Praxisfall: Wenn Zweifel stärker sind als Vertrauen
Im Januar 2026 kam ein ungewöhnlicher Proband zu mir zum Test – ein gebürtiger Deutscher und aktiver Polizeibeamter mit jahrzehntelanger Dienstzeit. Er reiste extra in mein Büro in Hamburg, um sich einem Lügendetektortest zu unterziehen.
Grund für die Anfrage war eine schwierige Familiensituation. Laut dem Probanden war die Beziehung zu seiner Ehefrau (einer gebürtigen Afrikanerin) in letzter Zeit angespannt, da sie ein tiefes Misstrauen gegenüber ihrem Mann entwickelt hatte. Um die Spannungen abzubauen, entschied er sich für eine unabhängige Prüfung.

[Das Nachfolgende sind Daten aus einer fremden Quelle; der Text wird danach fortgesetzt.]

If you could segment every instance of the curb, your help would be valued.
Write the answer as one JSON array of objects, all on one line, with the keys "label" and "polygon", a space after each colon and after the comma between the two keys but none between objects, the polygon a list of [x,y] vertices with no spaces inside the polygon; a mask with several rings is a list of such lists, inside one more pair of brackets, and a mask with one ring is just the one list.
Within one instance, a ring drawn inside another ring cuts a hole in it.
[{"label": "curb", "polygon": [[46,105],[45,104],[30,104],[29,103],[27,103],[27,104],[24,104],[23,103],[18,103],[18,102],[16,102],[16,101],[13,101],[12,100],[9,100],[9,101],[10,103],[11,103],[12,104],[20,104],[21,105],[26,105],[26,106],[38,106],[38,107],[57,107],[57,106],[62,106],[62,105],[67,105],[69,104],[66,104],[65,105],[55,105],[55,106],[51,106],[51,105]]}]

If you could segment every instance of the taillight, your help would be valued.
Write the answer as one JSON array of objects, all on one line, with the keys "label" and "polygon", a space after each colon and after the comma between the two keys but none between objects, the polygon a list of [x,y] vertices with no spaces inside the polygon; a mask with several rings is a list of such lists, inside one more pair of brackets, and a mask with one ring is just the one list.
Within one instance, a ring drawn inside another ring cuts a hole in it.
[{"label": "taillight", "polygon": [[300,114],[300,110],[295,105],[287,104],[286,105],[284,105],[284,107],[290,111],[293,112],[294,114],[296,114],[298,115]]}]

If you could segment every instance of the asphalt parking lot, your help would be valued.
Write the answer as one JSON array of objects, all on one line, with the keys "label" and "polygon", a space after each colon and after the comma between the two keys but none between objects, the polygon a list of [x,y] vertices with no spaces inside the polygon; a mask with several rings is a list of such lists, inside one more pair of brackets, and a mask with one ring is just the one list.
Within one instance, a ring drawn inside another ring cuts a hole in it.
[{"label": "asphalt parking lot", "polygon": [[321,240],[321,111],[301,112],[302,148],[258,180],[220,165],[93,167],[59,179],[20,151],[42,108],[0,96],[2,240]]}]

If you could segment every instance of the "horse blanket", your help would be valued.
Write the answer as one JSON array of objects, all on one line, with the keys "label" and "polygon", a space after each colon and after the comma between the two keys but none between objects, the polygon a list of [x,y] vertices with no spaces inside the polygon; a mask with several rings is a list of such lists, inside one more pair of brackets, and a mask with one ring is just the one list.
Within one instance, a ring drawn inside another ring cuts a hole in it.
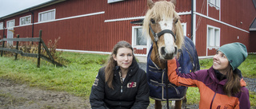
[{"label": "horse blanket", "polygon": [[[178,61],[180,64],[178,71],[181,73],[189,73],[200,69],[198,53],[194,42],[187,37],[184,37],[184,45],[180,53]],[[147,56],[146,76],[150,86],[150,98],[157,100],[166,100],[166,69],[160,69],[151,58],[151,46]],[[168,80],[169,82],[169,80]],[[168,83],[168,99],[181,100],[186,95],[187,87],[178,87],[171,83]]]}]

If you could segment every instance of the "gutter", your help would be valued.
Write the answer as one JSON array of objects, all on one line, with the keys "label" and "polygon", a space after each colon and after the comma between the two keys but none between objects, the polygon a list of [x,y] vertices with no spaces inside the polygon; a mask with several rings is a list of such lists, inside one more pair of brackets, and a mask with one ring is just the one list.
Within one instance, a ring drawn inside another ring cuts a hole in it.
[{"label": "gutter", "polygon": [[49,2],[42,3],[42,4],[39,4],[39,5],[37,5],[37,6],[25,9],[25,10],[20,10],[20,11],[18,11],[16,13],[10,14],[4,16],[4,17],[2,17],[0,18],[1,19],[6,19],[6,18],[11,18],[11,17],[14,17],[14,16],[30,12],[32,10],[38,10],[38,9],[40,9],[40,8],[43,8],[43,7],[46,7],[46,6],[48,6],[57,4],[58,2],[64,2],[64,1],[66,1],[66,0],[50,0]]}]

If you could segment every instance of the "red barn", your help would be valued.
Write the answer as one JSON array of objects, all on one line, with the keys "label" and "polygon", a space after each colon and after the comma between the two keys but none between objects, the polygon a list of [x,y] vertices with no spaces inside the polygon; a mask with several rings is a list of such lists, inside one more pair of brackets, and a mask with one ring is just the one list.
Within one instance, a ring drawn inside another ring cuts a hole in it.
[{"label": "red barn", "polygon": [[[184,34],[193,39],[202,58],[230,42],[256,52],[255,3],[177,0],[176,11]],[[130,23],[144,18],[146,10],[146,0],[52,0],[0,18],[0,37],[14,37],[10,30],[21,37],[37,37],[42,29],[45,42],[61,37],[58,50],[107,54],[124,40],[132,44],[138,58],[146,57],[150,41],[142,36],[141,25]]]}]

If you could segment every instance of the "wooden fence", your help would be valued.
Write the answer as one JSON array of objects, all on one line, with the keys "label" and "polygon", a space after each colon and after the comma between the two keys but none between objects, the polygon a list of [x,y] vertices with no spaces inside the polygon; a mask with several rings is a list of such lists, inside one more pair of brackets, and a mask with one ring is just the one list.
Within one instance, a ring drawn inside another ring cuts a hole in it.
[{"label": "wooden fence", "polygon": [[[17,41],[16,44],[16,49],[9,49],[9,48],[4,48],[5,46],[5,41]],[[19,41],[34,41],[38,42],[38,53],[24,53],[22,50],[18,50],[18,42]],[[17,38],[6,38],[6,37],[3,37],[3,39],[0,40],[0,42],[2,42],[2,48],[0,48],[1,51],[1,56],[2,56],[3,51],[11,52],[15,53],[15,60],[17,60],[18,54],[20,54],[22,56],[30,56],[30,57],[36,57],[38,58],[38,67],[40,68],[40,58],[50,62],[57,66],[62,67],[64,66],[62,64],[59,64],[56,61],[54,61],[54,59],[51,56],[47,46],[46,45],[45,42],[42,39],[42,30],[39,30],[39,37],[33,37],[33,38],[19,38],[19,35],[17,35]],[[46,50],[47,55],[49,57],[41,54],[41,45],[43,46],[44,49]]]}]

Trotz seiner langjährigen Erfahrung bei der Polizei war der Proband sichtlich nervös, was sich in typischen physiologischen Anzeichen wie feuchten Händen und einer erhöhten Anspannung zu Beginn zeigte. Nach der Auswertung der Polygramme wurde jedoch deutlich: Es wurden keine signifikanten Reaktionen festgestellt, die auf eine Unwahrheit hindeuten würden.

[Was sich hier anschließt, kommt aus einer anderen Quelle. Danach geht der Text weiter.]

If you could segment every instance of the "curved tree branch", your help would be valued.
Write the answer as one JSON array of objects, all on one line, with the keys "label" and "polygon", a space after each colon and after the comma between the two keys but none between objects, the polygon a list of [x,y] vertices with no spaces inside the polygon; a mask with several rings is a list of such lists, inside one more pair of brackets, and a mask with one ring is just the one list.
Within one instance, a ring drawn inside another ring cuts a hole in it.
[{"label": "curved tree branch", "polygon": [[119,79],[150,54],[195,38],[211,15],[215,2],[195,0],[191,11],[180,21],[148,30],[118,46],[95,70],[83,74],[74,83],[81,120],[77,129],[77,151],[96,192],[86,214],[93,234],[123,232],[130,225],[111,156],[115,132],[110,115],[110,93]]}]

Auf die Frage, warum er sich gerade an einen ukrainischen Experten gewandt habe, antwortete er: „Ich habe vom Professionalismus der ukrainischen Polygraphologen gehört. Sie haben eine starke Schule und eine ernsthafte Ausbildung. Bei Ihnen wird der Polygraph erfolgreich bei der Aufklärung von Verbrechen eingesetzt.“ Und fügte mit leichter Ironie hinzu: „Und ehrlich gesagt… meine Frau hat sehr darauf bestanden.“
Manchmal stehen hinter ernsthaften Überprüfungen keine kriminellen Geschichten, sondern gewöhnliche menschliche Beziehungen, in denen die Wiederherstellung von Vertrauen das wichtigste Ziel ist.